Nos oferecemos a Deus quando compreendemos quem somos, que não somos indivíduos, que não estamos sozinhos, que não podemos viver de forma egoísta, que não podemos “cuidar da nossa vida”. Temos um compromisso uns com os outros, temos um compromisso com o corpo, somos responsáveis pelas vidas uns dos outros, temos a função de trabalhar pela edificação do corpo, servindo uns aos outros, pois é assim que servimos a Deus.
Deus tem prazer em nossa vida quando compreendemos estas coisas simples e básicas de nossa vida no Seu reino. Não se trata de oferecer para receber, nem de fazer para ser alguma coisa, muito menos para termos o reconhecimento e o mérito, trata-se de reconhecermos que somos o que a bíblia diz que somos. Reconhecemos isto pela fé, cremos nisto porque Deus falou, crer que recebemos não porque merecemos, porque somos dignos, porque fizemos algo, mas somos, porque Deus fez, porque Deus deu, porque Ele nos transformou. E agora, fazemos porque Ele nos fez, nos capacitou, nos deu o que precisamos para viver uma vida que Lhe agrada. Oferecemos as nossas vidas, como oferta de gratidão por termos recebido. Oferecemos nossa vida quando nos dispomos a viver conforme Lhe agrada, fazendo as Sua obras como é natural por aquilo que Ele fez. E fazemos, não porque damos conta, mas, porque dependemos da graça que nos educa, nos habilita para vivermos uma vida segundo os Seus valores eternos.

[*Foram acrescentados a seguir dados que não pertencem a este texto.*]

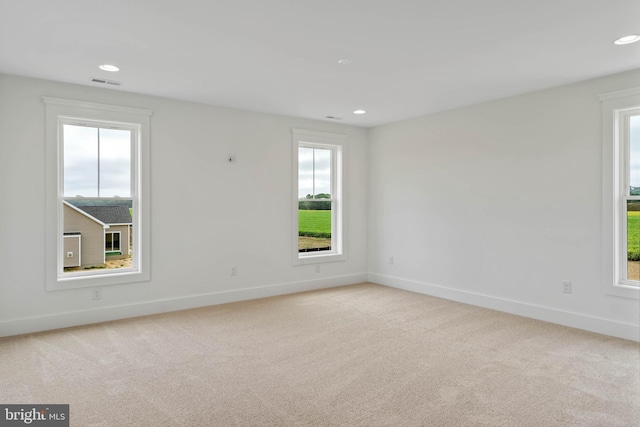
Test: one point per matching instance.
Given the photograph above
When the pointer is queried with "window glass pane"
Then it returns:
(634, 155)
(314, 173)
(633, 239)
(108, 241)
(322, 173)
(314, 226)
(115, 163)
(80, 152)
(116, 241)
(305, 172)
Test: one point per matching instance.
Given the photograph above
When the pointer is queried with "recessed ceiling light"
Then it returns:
(632, 38)
(109, 67)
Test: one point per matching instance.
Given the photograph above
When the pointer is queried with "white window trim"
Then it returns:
(59, 109)
(336, 142)
(614, 106)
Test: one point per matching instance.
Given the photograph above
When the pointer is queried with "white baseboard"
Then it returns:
(104, 314)
(566, 318)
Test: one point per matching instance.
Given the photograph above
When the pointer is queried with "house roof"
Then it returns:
(109, 214)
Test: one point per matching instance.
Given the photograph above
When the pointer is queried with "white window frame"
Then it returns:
(616, 108)
(337, 144)
(61, 111)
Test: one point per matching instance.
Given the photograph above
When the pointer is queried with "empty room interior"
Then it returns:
(336, 213)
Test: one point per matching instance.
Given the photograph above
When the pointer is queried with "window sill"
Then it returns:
(316, 259)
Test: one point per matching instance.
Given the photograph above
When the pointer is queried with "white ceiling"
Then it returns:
(410, 57)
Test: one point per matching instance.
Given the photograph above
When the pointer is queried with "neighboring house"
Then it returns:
(92, 232)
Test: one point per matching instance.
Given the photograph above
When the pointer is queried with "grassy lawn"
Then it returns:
(314, 223)
(633, 232)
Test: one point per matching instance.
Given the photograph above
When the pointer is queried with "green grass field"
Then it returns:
(314, 223)
(633, 235)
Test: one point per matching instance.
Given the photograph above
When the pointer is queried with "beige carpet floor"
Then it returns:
(361, 355)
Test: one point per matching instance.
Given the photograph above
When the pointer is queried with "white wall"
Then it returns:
(497, 204)
(207, 215)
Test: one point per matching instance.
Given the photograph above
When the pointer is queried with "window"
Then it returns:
(112, 243)
(97, 192)
(318, 205)
(621, 193)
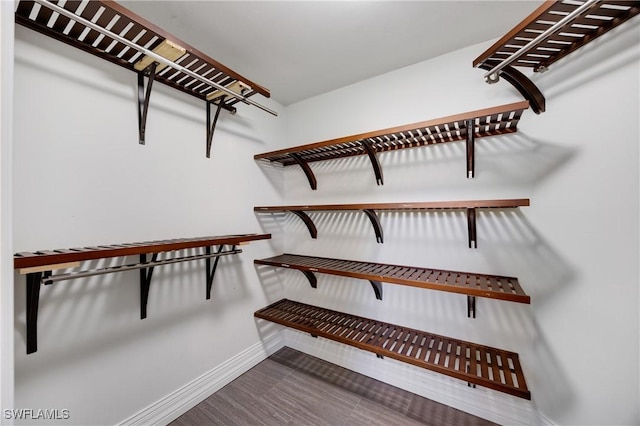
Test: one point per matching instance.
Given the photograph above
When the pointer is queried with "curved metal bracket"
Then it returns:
(525, 86)
(377, 288)
(313, 280)
(306, 169)
(375, 221)
(307, 221)
(371, 152)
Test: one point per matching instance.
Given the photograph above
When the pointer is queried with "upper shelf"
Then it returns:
(548, 34)
(486, 122)
(122, 22)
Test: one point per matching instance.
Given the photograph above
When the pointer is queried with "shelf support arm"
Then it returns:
(371, 152)
(33, 296)
(377, 288)
(145, 283)
(471, 227)
(307, 221)
(143, 100)
(306, 169)
(211, 127)
(375, 222)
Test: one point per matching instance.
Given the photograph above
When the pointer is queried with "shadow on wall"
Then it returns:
(514, 159)
(82, 318)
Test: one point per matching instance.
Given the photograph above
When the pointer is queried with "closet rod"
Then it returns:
(150, 53)
(492, 75)
(73, 275)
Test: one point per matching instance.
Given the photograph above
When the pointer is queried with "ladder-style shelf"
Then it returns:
(38, 266)
(494, 121)
(116, 34)
(370, 210)
(471, 284)
(548, 34)
(475, 364)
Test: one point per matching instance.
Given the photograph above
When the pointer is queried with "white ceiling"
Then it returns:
(299, 49)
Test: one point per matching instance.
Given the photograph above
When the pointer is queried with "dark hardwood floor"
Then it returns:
(292, 388)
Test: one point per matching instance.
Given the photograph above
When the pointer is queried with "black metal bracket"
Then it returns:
(471, 227)
(306, 169)
(377, 288)
(375, 222)
(33, 297)
(522, 84)
(212, 271)
(371, 152)
(145, 283)
(313, 280)
(471, 130)
(143, 99)
(307, 221)
(471, 306)
(211, 124)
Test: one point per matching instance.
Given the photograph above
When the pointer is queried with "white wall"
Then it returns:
(80, 178)
(575, 249)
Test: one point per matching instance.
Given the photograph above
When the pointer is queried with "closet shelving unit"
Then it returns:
(486, 122)
(112, 32)
(551, 32)
(371, 209)
(38, 266)
(472, 284)
(476, 364)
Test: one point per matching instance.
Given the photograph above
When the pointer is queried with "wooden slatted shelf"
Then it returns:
(486, 122)
(39, 265)
(109, 30)
(481, 365)
(551, 32)
(471, 284)
(370, 210)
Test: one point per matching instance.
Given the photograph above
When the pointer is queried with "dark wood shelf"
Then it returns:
(473, 363)
(486, 122)
(370, 209)
(564, 36)
(39, 265)
(470, 284)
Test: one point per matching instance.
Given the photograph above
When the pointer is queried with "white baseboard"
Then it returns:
(180, 401)
(482, 402)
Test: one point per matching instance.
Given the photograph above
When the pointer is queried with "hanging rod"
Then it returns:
(492, 75)
(73, 275)
(151, 54)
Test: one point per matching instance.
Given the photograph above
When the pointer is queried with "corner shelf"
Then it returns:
(548, 34)
(471, 284)
(486, 122)
(476, 364)
(38, 266)
(113, 33)
(371, 208)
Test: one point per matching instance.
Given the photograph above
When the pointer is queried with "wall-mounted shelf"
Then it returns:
(471, 284)
(371, 208)
(475, 364)
(116, 34)
(494, 121)
(548, 34)
(38, 266)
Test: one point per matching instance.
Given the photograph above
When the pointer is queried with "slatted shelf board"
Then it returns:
(471, 284)
(62, 256)
(597, 20)
(121, 21)
(487, 122)
(481, 365)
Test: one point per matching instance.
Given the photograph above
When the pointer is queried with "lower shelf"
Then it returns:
(482, 365)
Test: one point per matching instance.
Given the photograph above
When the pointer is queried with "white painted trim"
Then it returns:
(6, 225)
(485, 403)
(180, 401)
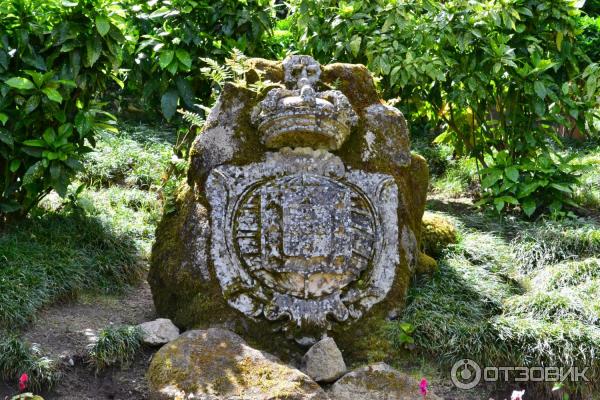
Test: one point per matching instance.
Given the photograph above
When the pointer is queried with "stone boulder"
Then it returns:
(159, 331)
(324, 362)
(378, 382)
(224, 256)
(217, 364)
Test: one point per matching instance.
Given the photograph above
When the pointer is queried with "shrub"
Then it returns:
(500, 76)
(176, 35)
(115, 346)
(56, 59)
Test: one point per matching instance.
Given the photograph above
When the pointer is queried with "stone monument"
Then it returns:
(302, 210)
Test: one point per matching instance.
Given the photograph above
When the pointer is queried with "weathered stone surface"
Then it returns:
(159, 331)
(297, 235)
(377, 382)
(324, 362)
(299, 115)
(310, 265)
(217, 364)
(437, 233)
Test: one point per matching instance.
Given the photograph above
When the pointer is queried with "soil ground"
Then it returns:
(64, 330)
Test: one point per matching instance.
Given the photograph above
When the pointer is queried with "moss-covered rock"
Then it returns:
(218, 364)
(437, 233)
(377, 381)
(426, 264)
(183, 278)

A verdadeira oferta a Deus está em colocarmos nossas vidas em Suas mãos, como instrumento de justiça (equidade), para repartir a vida de Deus com todos os homens, levando a todos os homens o Seu conhecimento, sendo instrumentos para edificação da igreja, para o crescimento do corpo, para revelarmos a Sua glória e majestade entre todos os homens. A verdadeira oferta é quando não abrimos mão da verdade eterna, da vida recebida de Deus, para vivermos uma vida na carne como o pensamento egoísta deste mundo. Vivemos para servir, para servir aos outros e não aos nossos interesses e desejos. Sermos capazes de abrir mão de nossa vontade para que o corpo seja edificado, para que haja a expressão e manifestação da vida de Deus através da igreja, o corpo de Cristo. Esta é a verdadeira oferta que podemos dar a Deus, pois é isto que Lhe agrada, a Sua vontade se cumprindo aqui na terra por meio de Seus filhos.